Python web crawler and information extraction (2) -- BeautifulSoup,

Source: Internet
Author: User
Tags python web crawler

Python web crawler and information extraction (2) -- BeautifulSoup,

BeautifulSoup official introduction:

Beautiful Soup is a Python library that can extract data from HTML or XML files. It can implement the usual document navigation, searching, and modifying methods through your favorite converter.

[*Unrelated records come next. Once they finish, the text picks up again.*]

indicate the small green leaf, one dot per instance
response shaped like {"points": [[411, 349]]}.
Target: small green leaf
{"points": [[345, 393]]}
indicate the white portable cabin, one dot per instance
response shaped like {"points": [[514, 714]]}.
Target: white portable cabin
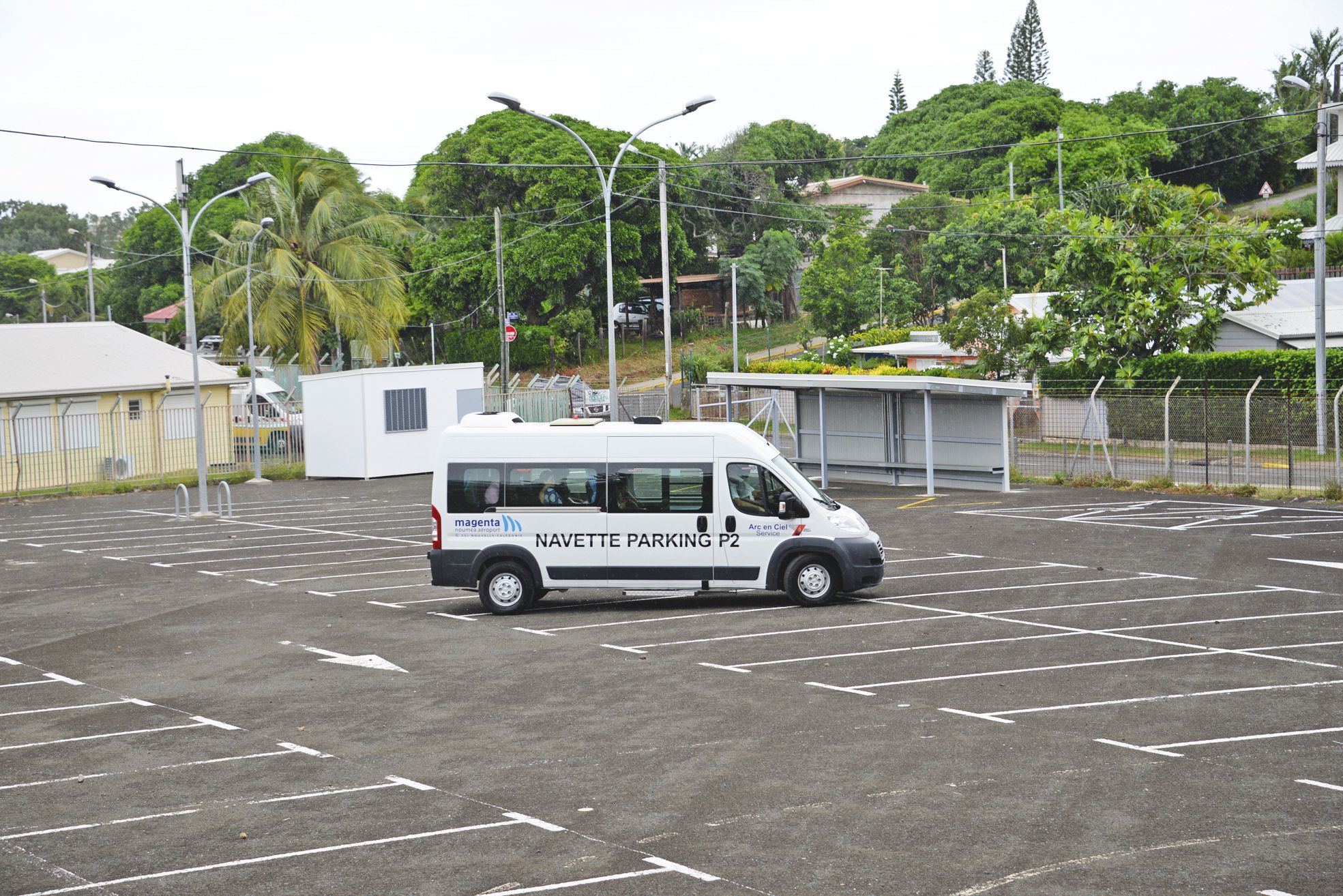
{"points": [[385, 421]]}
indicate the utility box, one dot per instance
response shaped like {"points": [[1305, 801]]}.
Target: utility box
{"points": [[385, 421]]}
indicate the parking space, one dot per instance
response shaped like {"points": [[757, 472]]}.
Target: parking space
{"points": [[1149, 672], [108, 790]]}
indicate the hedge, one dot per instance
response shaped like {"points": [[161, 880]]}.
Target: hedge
{"points": [[1283, 371]]}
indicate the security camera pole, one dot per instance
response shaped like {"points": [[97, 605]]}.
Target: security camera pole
{"points": [[607, 178], [252, 361], [186, 228]]}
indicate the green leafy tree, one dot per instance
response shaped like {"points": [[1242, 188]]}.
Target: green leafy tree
{"points": [[985, 68], [1088, 162], [966, 256], [323, 267], [1028, 58], [149, 253], [1236, 159], [988, 325], [1319, 57], [900, 241], [1157, 275], [898, 95], [27, 227], [958, 117], [18, 296], [840, 286]]}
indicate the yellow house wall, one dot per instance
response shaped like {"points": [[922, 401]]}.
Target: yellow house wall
{"points": [[143, 440]]}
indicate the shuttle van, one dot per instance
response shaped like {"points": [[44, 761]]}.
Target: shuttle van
{"points": [[521, 509]]}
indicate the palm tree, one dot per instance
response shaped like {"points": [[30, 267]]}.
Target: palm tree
{"points": [[1320, 55], [328, 263]]}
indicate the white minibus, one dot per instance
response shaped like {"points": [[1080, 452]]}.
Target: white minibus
{"points": [[525, 508]]}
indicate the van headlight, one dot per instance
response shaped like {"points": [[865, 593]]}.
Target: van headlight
{"points": [[848, 523]]}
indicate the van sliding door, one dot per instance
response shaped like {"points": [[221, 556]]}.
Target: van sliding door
{"points": [[660, 500]]}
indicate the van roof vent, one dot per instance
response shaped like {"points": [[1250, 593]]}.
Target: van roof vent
{"points": [[490, 418]]}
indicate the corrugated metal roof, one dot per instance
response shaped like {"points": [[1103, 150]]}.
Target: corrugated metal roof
{"points": [[42, 360], [1333, 158]]}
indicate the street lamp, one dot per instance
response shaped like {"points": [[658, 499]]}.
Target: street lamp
{"points": [[1322, 144], [186, 231], [607, 179], [881, 295], [252, 360], [87, 256]]}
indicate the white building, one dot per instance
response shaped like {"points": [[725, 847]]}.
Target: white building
{"points": [[385, 421]]}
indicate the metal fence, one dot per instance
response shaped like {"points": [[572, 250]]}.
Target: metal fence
{"points": [[532, 404], [42, 451], [1225, 437]]}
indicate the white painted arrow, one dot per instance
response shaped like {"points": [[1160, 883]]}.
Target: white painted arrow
{"points": [[1314, 563], [367, 661]]}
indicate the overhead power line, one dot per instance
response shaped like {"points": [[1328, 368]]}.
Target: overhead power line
{"points": [[941, 153]]}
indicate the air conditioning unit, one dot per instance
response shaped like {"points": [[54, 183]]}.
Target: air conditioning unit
{"points": [[119, 468]]}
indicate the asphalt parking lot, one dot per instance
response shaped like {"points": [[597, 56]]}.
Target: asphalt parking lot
{"points": [[1054, 691]]}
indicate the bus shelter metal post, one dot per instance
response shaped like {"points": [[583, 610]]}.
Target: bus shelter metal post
{"points": [[1257, 380], [825, 471], [928, 443], [1170, 450]]}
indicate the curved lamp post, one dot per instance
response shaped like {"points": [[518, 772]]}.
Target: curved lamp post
{"points": [[186, 231], [607, 178], [252, 359]]}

Https://www.crummy.com/software/BeautifulSoup/

Install BeautifulSoup

Find "cmd.exe" in "C: \ Windows \ System32", run it as an administrator, and enter "pip install beautifulsoup4" in the command line.

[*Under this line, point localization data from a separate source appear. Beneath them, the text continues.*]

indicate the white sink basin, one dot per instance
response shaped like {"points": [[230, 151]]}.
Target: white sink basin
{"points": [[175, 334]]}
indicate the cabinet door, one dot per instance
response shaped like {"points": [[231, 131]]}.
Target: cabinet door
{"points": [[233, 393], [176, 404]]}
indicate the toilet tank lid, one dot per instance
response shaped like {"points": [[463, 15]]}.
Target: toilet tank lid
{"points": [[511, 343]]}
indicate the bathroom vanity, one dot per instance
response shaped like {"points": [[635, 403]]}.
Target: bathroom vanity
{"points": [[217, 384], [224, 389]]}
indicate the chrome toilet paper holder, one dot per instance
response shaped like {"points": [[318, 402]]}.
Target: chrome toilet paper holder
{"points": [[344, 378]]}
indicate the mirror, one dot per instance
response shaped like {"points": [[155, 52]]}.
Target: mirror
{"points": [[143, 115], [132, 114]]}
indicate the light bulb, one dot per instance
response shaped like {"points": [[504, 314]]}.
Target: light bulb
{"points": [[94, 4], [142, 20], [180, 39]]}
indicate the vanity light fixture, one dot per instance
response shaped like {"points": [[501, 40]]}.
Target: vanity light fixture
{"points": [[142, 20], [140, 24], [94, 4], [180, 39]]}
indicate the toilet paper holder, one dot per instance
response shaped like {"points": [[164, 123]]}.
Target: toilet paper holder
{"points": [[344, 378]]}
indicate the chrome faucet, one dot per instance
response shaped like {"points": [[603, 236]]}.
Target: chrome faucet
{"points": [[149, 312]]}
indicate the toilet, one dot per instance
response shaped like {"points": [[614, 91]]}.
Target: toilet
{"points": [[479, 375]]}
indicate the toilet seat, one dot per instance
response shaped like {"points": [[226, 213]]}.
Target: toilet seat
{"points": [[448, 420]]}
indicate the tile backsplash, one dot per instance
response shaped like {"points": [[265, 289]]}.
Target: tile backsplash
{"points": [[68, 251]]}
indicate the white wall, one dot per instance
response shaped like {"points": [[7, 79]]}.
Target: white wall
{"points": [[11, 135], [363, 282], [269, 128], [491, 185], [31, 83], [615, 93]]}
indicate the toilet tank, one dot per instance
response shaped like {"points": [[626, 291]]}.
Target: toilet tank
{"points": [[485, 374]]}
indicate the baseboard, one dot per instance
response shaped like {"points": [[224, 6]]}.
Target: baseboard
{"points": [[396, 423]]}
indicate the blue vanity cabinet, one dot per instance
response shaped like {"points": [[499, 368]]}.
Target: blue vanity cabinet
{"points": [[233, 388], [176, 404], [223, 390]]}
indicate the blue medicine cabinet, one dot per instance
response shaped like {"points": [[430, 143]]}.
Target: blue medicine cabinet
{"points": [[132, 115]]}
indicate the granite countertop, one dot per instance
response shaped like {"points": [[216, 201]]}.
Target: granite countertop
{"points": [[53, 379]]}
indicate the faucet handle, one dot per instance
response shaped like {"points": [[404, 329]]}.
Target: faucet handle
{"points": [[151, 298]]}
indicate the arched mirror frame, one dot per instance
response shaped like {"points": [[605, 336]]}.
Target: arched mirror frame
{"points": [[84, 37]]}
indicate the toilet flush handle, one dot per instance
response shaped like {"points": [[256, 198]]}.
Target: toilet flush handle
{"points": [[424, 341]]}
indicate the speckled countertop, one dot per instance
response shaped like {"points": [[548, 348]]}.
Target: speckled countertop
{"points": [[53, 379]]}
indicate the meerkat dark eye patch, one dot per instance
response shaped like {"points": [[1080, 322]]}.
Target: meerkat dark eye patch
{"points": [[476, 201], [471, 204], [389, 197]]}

C:\Windows\system32>pip install beautifulsoup4Requirement already satisfied (use --upgrade to upgrade): beautifulsoup4 in c:\users\lei\appdata\local\programs\python\python35\lib\site-packages\beautifulsoup4-4.5.0-py3.5.eggYou are using pip version 8.1.1, however version 9.0.1 is available.You should consider upgrading via the 'python -m pip install --upgrade pip' command.

Prompt pip version is too low, usepython -m pip install --upgrade pip.

Beautiful Soup library installation test:
from bs4 import BeautifulSoupsoup = BeautifulSoup('<p>data</p>','html.parser')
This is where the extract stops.